Das Erziehungsverhalten gleichgeschlechtlicher Elternpaare zeichnet sich durch Fürsorglichkeit und Zugewandtheit aus. Die Mehrheit der Kinder konnte über keine soziale Diskriminierung berichten, es gibt keine Unterschiede hinsichtlich Depressivität, somatische Beschwerden oder Aggressivität.

Aus Expertensicht wird daher die Aufhebung bestehender Diskriminierung gefordert. Die Studie sowie eine Zusammenfassung findet sich unter http://www.bmj.de/SharedDocs/Downloads/DE/pdfs/Forschungsbericht_Die_Lebenssituation_von_Kindern_in_gleichgeschlechtlichen_Lebenspartnerschaften.pdf?__blob=publicationFile.

Zusammenfassung

Es gibt Presseaussendungen diverser Einrichtungen und Parteien, und so genannte “Experteninterviews” in einzelnen Medien, die gerne das “Kindeswohl” in Zusammenhang mit der Adoption durch gleichgeschlechtliche Paare erwähnen. Klinische PsychologInnen, GesundheitspsychologInnen und PsychotherapeutInnen sind gesetzlich dazu verpflichtet, nach aktuellen Erkenntnissen der Wissenschaft zu arbeiten. Daher soll an dieser Stelle ausdrücklich betont werden, dass es keinerlei Evidenz (Beweis) dafür gibt, dass eine Adoption durch gleichgeschlechtliche Paare dem Kindeswohl abträglich ist, ganz im Gegenteil.

Das Fazit lautet daher, dass es aus wissenschaftlicher (und damit sachlicher) Perspektive keinerlei Einwände gegen die Adoption durch gleichgeschlechtliche Paare gibt. Ich begrüße daher als Beauftragter für Diversity des Berufsverbands Österreichischer Psychologinnen und Psychologen eindeutig die Entscheidung des Verfassungsgerichtshofs.

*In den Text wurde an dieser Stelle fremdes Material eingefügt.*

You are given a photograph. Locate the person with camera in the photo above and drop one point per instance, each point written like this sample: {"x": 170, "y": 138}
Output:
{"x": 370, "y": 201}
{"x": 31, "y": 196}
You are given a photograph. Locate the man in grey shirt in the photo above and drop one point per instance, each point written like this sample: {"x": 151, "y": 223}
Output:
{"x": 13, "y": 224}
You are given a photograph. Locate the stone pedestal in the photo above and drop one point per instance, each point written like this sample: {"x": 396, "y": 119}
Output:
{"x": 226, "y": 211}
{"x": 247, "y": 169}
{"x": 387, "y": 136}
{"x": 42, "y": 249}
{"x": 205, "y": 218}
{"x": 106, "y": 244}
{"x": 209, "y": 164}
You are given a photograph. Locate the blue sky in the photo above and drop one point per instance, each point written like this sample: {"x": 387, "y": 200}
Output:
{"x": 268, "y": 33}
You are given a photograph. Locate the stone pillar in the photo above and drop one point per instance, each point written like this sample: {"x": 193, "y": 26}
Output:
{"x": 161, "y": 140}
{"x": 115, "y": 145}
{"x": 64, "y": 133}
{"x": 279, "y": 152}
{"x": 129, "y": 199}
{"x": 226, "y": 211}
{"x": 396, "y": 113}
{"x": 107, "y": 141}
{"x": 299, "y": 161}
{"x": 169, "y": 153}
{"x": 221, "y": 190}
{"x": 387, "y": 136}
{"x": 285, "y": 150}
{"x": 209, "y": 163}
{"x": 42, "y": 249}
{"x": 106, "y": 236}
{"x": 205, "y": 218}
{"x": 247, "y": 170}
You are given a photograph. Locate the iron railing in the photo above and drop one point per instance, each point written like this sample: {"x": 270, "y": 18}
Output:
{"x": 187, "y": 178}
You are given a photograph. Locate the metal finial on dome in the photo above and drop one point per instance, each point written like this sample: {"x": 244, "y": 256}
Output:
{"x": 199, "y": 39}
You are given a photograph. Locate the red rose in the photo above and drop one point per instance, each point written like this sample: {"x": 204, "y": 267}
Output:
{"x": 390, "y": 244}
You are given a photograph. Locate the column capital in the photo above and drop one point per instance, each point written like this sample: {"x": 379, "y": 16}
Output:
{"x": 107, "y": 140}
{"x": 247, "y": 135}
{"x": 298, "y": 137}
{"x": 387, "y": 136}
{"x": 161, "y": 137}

Ich stehe selbstverständlich gerne zur Verfügung, um mit wissenschaftlichen Fakten nach- und auszuhelfen.

 

Über den Autor: Mag. Dr. Mario Lehenbauer-Baum ist Klinischer Psychologe, Gesundheitspsychologe, zertifizierter Arbeits-, Wirtschafts- und Organisationspsychologe, Autor und Herausgeber zahlreicher Artikel und Buchkapitel. Er ist in der universitären Forschung (Department für Psychologie an der Sigmund-Freud Universität Wien, sowie am Department of Psychology and Human Development, Peabody College, Vanderbilt University, Nashville, Tennessee/USA) tätig. Weiters ist er auch erster Beauftragter für Diversity für den Berufsverband Österreichischer Psychologinnen und Psychologen. Seine Forschungsschwerpunkte fokussieren auf klinische Entwicklungspsychologie (Prävention von Depression im Kindes- und Jugendalter), die Schnittstelle Psychologie und neue Medien (Online-Rollenspiele, Internetsucht, Internetgebrauch in der Praxis), virtuelle Realitäten sowie Games for Health (digitale Spiele und psychologische Interventionen). In seiner Onlineberatungspraxis fokussiert er vor allem auf positive Psychologie, um Menschen zu einem glücklicheren und erfüllteren Leben zu verhelfen, sowie auf wissenschaftlich fundierte kognitiv-lerntheoretisch/verhaltenstherapeutische Methoden.